Dungan et al. (2002) explicitly define various terms related to scale. They offer a statistical approach to demonstrate that changes in the size of sampling or analysis units can affect detection of a phenomena.
The authors’ emphasis that the issue of scale is one of choosing the correct unit size is an important one. As geographers, we may take this distinction for granted as we may know through procedures like georeferencing that an acceptable Root Mean Square Error depends on the map’s scale, rather than aiming for the lowest RMSE. It can be difficult to convey to people from other walks of life that the best answer is not the most precise, but that it depends. Coming from a statistical approach, this is often the case when trying to train classifiers for remote sensing. Having a finely tuned sample spectral signature can result in overfitting, or a ‘pure’ sample being non-representative of the heterogeneity of units of the same kind. This overfitting may be statistically accurate and good, but produces results that are nonsensical in reality.

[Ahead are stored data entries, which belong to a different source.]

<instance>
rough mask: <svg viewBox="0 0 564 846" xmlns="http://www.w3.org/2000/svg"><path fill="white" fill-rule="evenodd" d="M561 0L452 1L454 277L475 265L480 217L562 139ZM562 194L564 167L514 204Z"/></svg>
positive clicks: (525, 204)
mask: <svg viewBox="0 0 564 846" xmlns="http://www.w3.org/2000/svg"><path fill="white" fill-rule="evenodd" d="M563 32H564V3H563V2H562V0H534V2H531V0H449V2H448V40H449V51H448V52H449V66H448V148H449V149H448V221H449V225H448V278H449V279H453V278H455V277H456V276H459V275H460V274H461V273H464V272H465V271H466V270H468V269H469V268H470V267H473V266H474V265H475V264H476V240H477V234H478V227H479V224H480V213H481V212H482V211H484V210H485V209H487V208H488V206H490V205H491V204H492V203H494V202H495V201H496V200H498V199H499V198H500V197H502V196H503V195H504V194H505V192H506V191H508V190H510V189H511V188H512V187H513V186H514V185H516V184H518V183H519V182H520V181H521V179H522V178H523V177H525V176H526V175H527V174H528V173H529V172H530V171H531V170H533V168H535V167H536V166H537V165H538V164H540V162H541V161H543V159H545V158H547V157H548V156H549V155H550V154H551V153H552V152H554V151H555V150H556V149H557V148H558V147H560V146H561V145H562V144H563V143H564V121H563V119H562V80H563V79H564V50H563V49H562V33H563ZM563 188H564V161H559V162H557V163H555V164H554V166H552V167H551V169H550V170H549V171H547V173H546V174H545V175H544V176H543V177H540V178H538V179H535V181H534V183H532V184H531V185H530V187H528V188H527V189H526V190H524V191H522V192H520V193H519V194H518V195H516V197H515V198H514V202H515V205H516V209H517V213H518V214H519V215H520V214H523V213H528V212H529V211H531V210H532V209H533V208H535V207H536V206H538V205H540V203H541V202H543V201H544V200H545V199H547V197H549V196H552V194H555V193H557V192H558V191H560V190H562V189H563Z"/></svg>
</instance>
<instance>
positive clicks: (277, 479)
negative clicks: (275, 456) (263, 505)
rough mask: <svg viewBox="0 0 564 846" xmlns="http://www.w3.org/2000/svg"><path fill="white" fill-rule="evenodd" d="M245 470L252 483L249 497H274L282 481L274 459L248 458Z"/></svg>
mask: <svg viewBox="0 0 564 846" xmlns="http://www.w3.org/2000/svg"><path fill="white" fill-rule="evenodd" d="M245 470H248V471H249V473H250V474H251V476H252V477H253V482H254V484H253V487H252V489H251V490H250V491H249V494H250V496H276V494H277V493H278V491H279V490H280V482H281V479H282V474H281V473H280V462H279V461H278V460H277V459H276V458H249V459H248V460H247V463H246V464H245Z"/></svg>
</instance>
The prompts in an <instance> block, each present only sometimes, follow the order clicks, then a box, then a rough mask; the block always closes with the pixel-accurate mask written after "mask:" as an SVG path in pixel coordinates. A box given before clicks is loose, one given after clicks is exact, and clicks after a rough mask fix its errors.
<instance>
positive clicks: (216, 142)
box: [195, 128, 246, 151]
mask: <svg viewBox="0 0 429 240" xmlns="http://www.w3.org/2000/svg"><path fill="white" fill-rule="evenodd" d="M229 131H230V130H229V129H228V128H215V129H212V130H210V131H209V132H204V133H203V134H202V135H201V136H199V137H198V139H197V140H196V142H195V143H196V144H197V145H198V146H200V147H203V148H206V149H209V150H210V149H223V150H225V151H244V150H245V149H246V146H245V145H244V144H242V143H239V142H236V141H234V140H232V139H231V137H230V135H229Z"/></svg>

The issue of the MAUP is discussed and geostatistical methods considered. It is assumed that a full count or census of the extent is the control method and captures all significant patterns. If this is the case, I wonder if increased computational speed, data, and the general realm of data mining (or technological advances from geospatial cyberinfrastructure – parallel computing) can avoid the MAUP. This exploratory method need only consider a large extent to find all the patterns within it (arbitrary large extents are easy to choose). Does having all the data and being able to compute it all negate the need to consider appropriate sample unit sizes?